Sembra, dunque, evidente che occorre fare di più.
Sicuramente non mancano gli esperti capaci di individuare e mettere a punto strumenti di tutela anticipata e di una più efficace prevenzione, magari attraverso una più attenta valutazione dei rischi in cui le donne incorrono e della pericolosità dei soggetti violenti; neppure mancano esperti in grado di garantire una fattiva applicazione delle tante leggi in vigore, magari con particolare riguardo alle misure cautelari e a validi strumenti operativi.
Ma il tutto è subordinato alle risorse che verranno messe a disposizione e, quindi, a precise scelte politiche.

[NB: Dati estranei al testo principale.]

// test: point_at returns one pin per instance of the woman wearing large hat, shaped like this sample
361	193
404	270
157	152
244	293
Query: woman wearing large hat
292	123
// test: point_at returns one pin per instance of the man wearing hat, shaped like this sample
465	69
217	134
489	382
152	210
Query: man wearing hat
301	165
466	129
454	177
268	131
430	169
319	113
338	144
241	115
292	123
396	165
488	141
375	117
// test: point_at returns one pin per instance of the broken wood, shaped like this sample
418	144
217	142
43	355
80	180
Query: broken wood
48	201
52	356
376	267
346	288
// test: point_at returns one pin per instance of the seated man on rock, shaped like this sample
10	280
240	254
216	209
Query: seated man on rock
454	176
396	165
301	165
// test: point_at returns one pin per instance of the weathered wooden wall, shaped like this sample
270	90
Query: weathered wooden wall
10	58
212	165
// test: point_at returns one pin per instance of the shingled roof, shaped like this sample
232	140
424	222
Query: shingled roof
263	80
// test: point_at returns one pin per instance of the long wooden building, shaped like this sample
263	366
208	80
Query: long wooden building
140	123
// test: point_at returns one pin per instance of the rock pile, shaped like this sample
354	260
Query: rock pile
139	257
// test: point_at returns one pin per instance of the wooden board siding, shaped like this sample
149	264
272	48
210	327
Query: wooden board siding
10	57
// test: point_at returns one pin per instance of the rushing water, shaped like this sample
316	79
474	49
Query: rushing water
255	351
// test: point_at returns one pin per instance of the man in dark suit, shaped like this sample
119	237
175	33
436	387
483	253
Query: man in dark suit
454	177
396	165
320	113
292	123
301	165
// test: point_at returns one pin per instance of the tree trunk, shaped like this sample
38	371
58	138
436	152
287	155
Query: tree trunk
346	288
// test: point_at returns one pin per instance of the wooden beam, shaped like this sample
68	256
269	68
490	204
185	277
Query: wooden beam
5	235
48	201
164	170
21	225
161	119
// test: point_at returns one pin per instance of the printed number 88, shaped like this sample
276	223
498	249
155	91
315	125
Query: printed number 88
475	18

In definitiva, se si vogliono davvero conseguire concreti risultati nella lotta alla violenza di genere, si deve attribuire a questo obiettivo un carattere di priorità che consenta di stanziare finanziamenti adeguati, senza i quali, continueremo ad elaborare progetti e a contare le vittime, ma non risolveremo il problema.
Celebriamo, dunque, anche quest’anno il 25 novembre, con eventi e iniziative di ogni tipo, ma soprattutto con l’auspicio che la violenza contro le donne diventi un triste fenomeno sociale del passato, consegnato definitivamente alla storia.